Using a Statista graphic, a Twitter user also pointed out that most Americans are already using electric stoves, questioning the legitimacy of the said “culture war”.

No more gas stoves in new constructions

In May 2022, California voted to ban most gas appliances in newly-constructed buildings, the Los Angeles Times reported.

A New York City Council law enacted in 2021 prohibits the “combustion of substances with certain emissions profiles in buildings within the city”. The law also directs the Commissioner of Buildings to deny construction permits to buildings that require the combustion of these substances, with some exceptions.

Another incentive for Americans to move towards electric stoves is the Biden administration’s Inflation Reduction Act. Passed in August 2022, this Act provides a tax deduction to low and middle-income households which go electric and seeks to lower the energy bills of American households.

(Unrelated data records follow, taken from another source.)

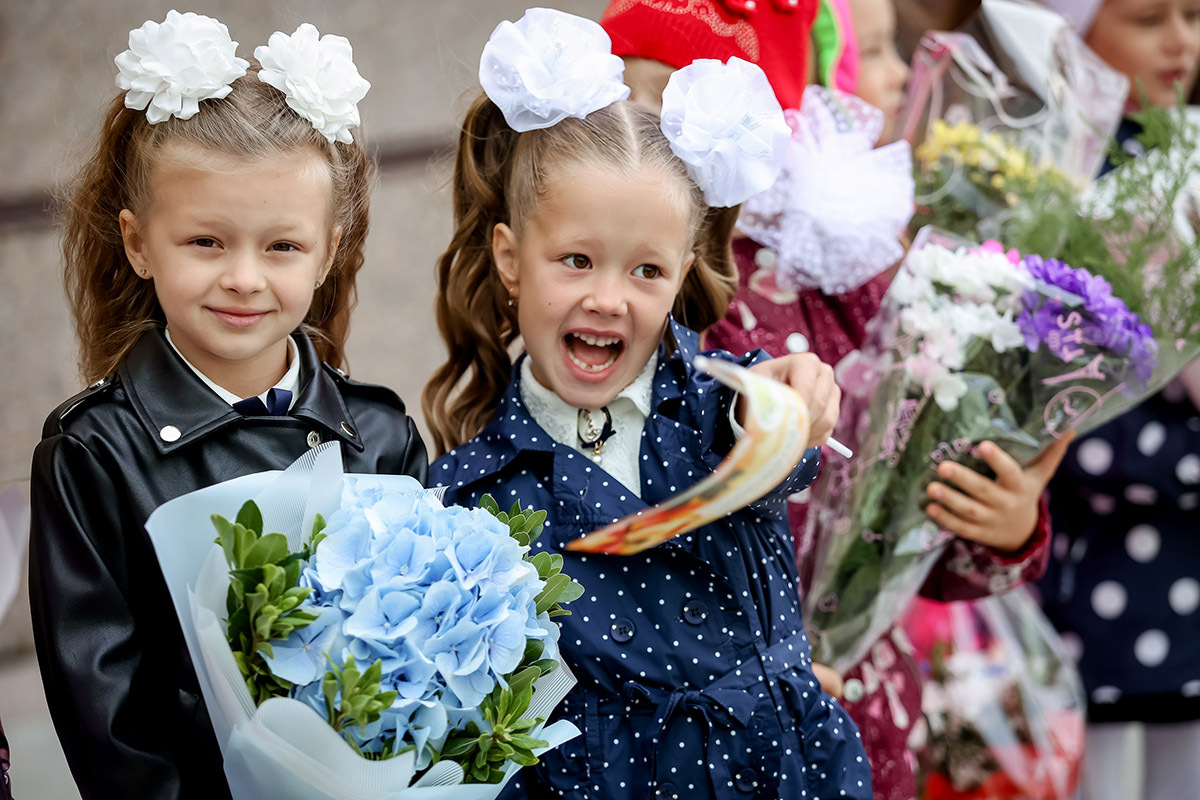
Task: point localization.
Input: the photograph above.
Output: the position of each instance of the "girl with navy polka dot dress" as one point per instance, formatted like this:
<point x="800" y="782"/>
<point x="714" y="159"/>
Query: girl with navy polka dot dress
<point x="592" y="241"/>
<point x="1123" y="582"/>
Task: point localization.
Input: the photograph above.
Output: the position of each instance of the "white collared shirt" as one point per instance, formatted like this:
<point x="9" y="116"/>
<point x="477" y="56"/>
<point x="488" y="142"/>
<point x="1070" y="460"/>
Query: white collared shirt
<point x="629" y="411"/>
<point x="291" y="379"/>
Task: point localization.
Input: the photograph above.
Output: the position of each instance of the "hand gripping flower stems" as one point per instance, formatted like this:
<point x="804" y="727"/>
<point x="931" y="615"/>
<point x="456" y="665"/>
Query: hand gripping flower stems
<point x="972" y="344"/>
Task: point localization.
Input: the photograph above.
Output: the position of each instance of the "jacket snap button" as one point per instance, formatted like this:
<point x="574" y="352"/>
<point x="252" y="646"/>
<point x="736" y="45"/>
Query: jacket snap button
<point x="747" y="780"/>
<point x="695" y="612"/>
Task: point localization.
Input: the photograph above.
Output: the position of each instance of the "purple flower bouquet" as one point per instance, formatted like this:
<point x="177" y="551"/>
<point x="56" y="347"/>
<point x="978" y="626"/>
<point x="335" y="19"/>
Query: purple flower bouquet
<point x="972" y="343"/>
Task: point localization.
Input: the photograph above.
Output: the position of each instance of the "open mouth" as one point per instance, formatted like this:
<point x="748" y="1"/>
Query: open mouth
<point x="592" y="353"/>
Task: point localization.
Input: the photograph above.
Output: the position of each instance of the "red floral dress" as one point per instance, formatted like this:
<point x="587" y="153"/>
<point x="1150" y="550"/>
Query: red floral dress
<point x="882" y="692"/>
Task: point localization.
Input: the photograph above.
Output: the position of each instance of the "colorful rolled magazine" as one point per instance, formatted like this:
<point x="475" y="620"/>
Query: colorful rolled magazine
<point x="777" y="431"/>
<point x="1003" y="705"/>
<point x="355" y="639"/>
<point x="972" y="343"/>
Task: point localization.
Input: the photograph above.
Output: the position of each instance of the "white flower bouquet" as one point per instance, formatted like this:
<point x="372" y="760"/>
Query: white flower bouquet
<point x="971" y="344"/>
<point x="378" y="647"/>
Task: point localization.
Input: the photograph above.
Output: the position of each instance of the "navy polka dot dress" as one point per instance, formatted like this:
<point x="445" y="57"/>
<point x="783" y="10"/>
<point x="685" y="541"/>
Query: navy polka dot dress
<point x="694" y="668"/>
<point x="1123" y="582"/>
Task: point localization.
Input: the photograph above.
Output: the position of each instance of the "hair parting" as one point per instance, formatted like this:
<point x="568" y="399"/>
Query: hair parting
<point x="111" y="305"/>
<point x="499" y="178"/>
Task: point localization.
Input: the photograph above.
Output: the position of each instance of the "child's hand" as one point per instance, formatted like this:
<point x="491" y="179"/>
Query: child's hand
<point x="829" y="680"/>
<point x="1001" y="512"/>
<point x="813" y="380"/>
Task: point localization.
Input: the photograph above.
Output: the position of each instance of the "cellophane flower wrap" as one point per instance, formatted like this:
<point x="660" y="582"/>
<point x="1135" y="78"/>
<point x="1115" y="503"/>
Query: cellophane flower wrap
<point x="378" y="645"/>
<point x="1009" y="103"/>
<point x="972" y="343"/>
<point x="1003" y="705"/>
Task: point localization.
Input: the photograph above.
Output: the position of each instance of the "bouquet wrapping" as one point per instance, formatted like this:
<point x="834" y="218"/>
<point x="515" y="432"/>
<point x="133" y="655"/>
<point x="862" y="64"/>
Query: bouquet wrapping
<point x="971" y="344"/>
<point x="995" y="113"/>
<point x="377" y="647"/>
<point x="1003" y="705"/>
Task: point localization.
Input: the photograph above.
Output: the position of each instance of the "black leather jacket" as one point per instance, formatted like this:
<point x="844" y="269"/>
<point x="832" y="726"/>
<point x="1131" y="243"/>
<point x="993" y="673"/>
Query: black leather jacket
<point x="119" y="681"/>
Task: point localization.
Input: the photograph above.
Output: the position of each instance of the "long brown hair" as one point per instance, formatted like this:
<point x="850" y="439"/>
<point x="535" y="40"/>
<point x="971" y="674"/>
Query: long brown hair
<point x="111" y="306"/>
<point x="499" y="176"/>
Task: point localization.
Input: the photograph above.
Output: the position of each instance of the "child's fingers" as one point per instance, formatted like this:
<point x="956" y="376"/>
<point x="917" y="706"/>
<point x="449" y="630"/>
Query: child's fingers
<point x="971" y="482"/>
<point x="1008" y="471"/>
<point x="1047" y="463"/>
<point x="957" y="525"/>
<point x="958" y="504"/>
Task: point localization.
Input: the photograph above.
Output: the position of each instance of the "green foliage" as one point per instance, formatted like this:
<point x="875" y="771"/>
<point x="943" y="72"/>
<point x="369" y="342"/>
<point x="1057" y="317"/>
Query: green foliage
<point x="353" y="701"/>
<point x="526" y="527"/>
<point x="484" y="751"/>
<point x="264" y="596"/>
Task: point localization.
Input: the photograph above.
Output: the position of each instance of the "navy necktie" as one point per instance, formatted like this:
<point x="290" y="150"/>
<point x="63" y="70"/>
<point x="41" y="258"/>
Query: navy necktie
<point x="277" y="402"/>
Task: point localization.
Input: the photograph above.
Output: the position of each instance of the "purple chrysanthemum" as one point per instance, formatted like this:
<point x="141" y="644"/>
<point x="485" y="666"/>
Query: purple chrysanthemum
<point x="1107" y="322"/>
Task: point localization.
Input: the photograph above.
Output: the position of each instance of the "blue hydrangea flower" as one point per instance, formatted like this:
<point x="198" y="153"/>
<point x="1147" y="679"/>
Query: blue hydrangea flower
<point x="442" y="596"/>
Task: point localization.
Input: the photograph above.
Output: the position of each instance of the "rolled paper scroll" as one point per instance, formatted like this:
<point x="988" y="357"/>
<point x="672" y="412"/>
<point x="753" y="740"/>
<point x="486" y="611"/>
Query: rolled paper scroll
<point x="777" y="431"/>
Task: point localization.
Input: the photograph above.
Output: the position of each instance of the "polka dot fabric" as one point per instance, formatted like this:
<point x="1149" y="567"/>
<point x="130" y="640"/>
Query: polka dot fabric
<point x="1123" y="582"/>
<point x="694" y="667"/>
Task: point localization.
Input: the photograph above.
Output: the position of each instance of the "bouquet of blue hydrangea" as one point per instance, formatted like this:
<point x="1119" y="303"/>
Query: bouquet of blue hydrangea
<point x="355" y="638"/>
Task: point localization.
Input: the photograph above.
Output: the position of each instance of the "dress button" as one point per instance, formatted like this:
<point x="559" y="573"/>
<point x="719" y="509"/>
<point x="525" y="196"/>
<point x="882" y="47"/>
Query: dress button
<point x="747" y="780"/>
<point x="695" y="612"/>
<point x="766" y="258"/>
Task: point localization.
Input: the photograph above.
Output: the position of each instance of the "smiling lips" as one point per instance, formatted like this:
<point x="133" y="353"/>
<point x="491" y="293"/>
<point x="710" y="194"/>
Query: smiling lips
<point x="238" y="317"/>
<point x="592" y="353"/>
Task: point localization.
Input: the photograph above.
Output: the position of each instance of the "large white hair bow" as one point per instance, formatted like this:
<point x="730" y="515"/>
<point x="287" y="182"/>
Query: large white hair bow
<point x="837" y="212"/>
<point x="725" y="122"/>
<point x="173" y="65"/>
<point x="317" y="76"/>
<point x="547" y="66"/>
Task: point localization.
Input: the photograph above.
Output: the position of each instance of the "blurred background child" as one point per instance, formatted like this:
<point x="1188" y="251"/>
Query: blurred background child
<point x="1123" y="582"/>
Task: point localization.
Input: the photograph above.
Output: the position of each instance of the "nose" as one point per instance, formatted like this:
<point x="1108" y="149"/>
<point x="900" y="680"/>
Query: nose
<point x="606" y="294"/>
<point x="243" y="272"/>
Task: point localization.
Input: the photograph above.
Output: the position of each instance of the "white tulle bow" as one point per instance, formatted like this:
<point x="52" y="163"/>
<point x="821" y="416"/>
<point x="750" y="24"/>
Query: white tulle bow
<point x="173" y="65"/>
<point x="724" y="121"/>
<point x="317" y="76"/>
<point x="547" y="66"/>
<point x="835" y="216"/>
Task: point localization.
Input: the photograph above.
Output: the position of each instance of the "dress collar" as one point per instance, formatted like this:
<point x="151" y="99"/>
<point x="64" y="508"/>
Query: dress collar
<point x="177" y="407"/>
<point x="562" y="420"/>
<point x="289" y="382"/>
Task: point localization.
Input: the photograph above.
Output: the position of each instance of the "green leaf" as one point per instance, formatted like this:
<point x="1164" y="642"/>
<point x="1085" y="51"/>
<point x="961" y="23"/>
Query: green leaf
<point x="250" y="517"/>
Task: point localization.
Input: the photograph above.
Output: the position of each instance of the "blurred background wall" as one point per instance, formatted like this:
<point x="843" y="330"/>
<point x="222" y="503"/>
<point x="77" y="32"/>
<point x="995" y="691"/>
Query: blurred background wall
<point x="57" y="72"/>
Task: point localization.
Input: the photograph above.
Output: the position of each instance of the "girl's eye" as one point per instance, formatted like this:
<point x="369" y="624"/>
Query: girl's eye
<point x="647" y="271"/>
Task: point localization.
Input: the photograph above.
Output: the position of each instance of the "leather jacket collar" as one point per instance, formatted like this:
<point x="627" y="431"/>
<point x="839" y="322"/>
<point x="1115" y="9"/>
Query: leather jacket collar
<point x="177" y="408"/>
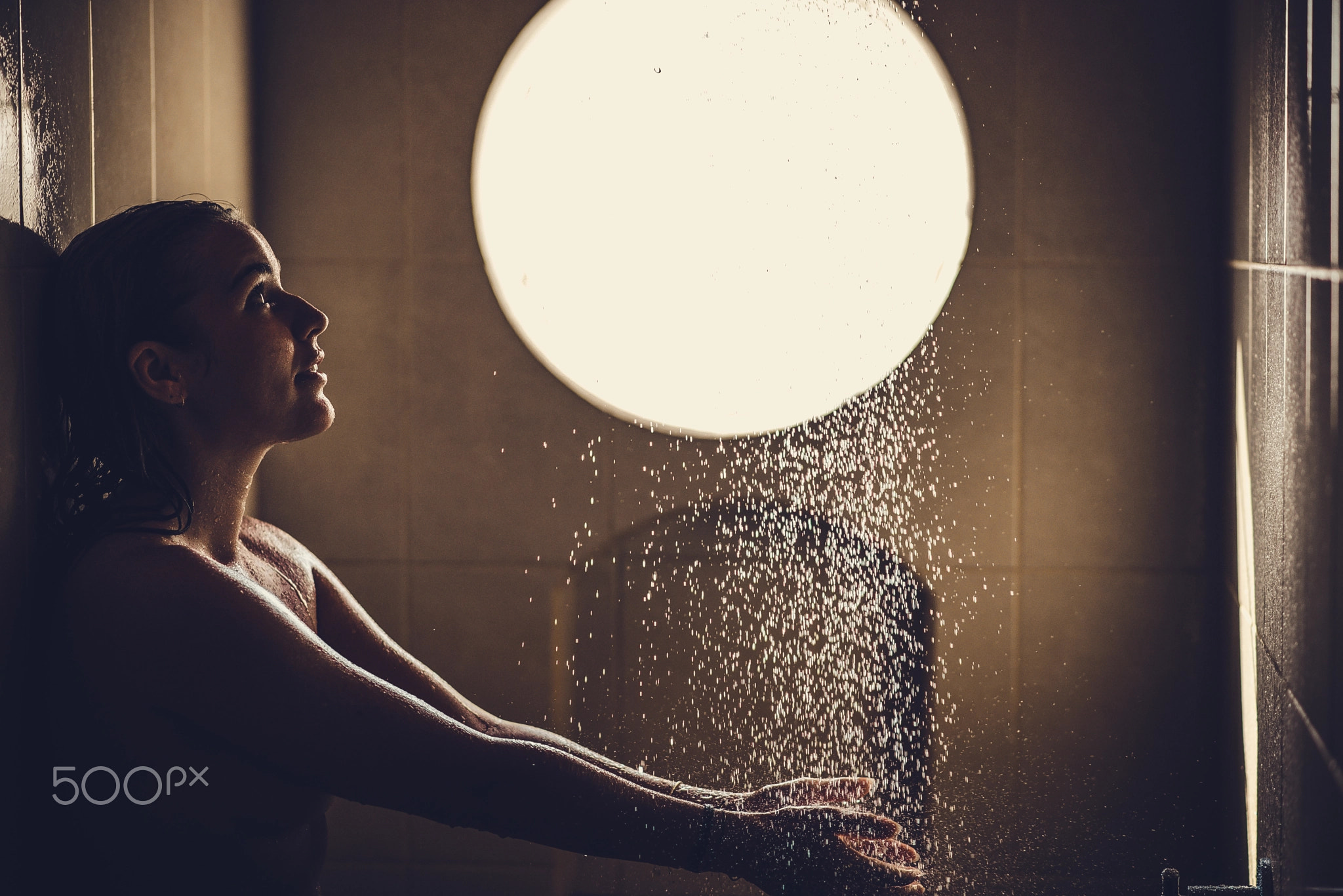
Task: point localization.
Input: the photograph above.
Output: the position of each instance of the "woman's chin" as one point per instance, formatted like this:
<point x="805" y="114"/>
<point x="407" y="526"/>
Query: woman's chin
<point x="317" y="418"/>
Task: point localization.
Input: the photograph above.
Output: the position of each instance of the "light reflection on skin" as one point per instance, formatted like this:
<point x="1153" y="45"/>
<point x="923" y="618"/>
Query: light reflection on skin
<point x="274" y="659"/>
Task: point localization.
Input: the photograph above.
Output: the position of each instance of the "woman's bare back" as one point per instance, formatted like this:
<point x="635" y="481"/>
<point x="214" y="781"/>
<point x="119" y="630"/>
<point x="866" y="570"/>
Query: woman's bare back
<point x="246" y="815"/>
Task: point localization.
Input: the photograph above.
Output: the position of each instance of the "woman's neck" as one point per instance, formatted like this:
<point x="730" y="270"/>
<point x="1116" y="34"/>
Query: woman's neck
<point x="219" y="481"/>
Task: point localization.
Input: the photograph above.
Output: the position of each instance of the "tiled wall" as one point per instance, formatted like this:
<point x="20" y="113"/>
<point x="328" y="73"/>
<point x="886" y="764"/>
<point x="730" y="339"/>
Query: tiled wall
<point x="102" y="105"/>
<point x="1287" y="281"/>
<point x="1077" y="370"/>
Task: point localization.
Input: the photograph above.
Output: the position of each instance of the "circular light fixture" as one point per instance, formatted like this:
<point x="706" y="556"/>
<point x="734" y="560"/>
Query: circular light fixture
<point x="721" y="216"/>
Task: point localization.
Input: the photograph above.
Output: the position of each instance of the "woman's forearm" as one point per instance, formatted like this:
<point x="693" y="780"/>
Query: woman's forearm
<point x="531" y="734"/>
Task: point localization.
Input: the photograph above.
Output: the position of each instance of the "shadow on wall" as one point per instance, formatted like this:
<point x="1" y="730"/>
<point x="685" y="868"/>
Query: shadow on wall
<point x="24" y="263"/>
<point x="742" y="642"/>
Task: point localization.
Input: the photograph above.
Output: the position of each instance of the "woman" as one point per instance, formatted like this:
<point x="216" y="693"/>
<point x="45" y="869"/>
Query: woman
<point x="187" y="636"/>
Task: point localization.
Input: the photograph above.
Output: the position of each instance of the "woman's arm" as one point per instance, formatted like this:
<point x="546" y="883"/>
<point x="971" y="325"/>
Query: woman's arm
<point x="350" y="631"/>
<point x="195" y="638"/>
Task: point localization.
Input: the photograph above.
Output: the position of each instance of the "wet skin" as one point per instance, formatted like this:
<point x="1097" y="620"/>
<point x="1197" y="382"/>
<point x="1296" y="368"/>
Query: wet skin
<point x="234" y="646"/>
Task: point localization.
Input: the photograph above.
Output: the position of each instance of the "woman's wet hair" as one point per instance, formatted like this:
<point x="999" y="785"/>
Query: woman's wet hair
<point x="123" y="281"/>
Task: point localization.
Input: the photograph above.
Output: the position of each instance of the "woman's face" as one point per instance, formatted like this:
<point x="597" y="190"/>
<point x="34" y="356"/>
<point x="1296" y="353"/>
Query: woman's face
<point x="253" y="375"/>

Are indoor gas stoves really harmful?

Yes. But this is not a new finding. Research shows that natural gas stoves release methane and oxides of nitrogen. These pollutants are harmful and cause respiratory disorders and diseases of varying intensities. One published in ACS Publications showed that annual methane emissions from all gas stoves in U.S. homes have a climate impact comparable to the annual carbon dioxide emissions of 5,00,000 cars, within a 20-year timeframe. Levels of nitric oxide and nitrogen dioxide were analysed in 32 homes and data was found to be linearly related to the amount of natural gas burned.